Greedy Apostrophe (children’s book): Those of you who know me well know that I love punctuation, even to the point of committing vandalism in the name of preserving proper punctuation. *cough* You also know that I adore that most special yet maligned punctuation mark: the apostrophe. *gently picks apostrophe up and holds her high for the world to behold* Is she not dainty and pretty? Is she not flawless? Is she not the epitome of what a punctuation mark should be? (Just agree with me. Please.) Well, as much as I adore the apostrophe, in the wrong hands, this gentle soul can wreak havoc. Greedy Apostrophe: A Cautionary Tale, by Jan Carr, warns of the confusion and horror that can result from abuse of the apostrophe. This is a children's book, so I wouldn't expect you guys to read it, but for those of you with younger relatives, please read this book to them! Alert them to the dangers inherent in using apostrophes to make something plural!

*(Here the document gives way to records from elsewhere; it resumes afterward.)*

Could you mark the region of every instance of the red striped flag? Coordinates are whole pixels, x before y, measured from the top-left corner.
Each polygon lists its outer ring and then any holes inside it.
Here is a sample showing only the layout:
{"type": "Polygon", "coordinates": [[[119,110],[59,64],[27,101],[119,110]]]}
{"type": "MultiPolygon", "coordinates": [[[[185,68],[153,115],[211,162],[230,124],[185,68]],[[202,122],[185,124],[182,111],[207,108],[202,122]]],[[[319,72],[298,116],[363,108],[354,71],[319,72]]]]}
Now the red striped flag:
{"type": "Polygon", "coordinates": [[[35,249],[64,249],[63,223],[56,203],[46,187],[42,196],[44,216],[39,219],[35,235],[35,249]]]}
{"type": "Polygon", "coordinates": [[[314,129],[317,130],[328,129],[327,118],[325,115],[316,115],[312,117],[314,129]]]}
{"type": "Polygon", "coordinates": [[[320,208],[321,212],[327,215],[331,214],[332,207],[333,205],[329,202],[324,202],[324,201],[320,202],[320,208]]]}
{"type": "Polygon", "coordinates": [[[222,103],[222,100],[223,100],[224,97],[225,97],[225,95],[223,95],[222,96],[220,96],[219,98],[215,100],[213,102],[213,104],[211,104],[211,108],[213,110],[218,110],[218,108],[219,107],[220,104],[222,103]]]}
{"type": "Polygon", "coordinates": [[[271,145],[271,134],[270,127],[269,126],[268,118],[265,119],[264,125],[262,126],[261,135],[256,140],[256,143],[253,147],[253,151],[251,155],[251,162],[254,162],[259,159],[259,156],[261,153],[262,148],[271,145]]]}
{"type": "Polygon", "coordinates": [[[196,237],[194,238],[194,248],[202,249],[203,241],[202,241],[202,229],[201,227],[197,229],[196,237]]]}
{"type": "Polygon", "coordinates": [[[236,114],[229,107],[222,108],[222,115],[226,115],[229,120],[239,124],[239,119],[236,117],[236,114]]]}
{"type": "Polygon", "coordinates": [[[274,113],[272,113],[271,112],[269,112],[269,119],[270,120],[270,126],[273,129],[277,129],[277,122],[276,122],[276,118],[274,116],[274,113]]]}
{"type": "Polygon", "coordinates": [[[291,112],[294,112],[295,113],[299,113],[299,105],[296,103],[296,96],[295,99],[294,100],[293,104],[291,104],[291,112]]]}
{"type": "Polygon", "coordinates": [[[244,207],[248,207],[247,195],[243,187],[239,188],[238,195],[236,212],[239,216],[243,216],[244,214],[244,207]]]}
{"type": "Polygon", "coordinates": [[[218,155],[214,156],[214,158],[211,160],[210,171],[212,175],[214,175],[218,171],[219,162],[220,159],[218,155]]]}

Greedy Apostrophe must be stopped! We need your help! :P
P.S. As some of you have already discovered, I am now on Twitter. Stop by and read the ramblings of my diseased mind when you get a chance...if you dare. :)
Next Week: Franz Kafka's The Metamorphosis. This is one of my absolute favorite stories from one of my favorite writers. We're reading it for World Lit this semester. I squealed with joy when I saw it on the syllabus.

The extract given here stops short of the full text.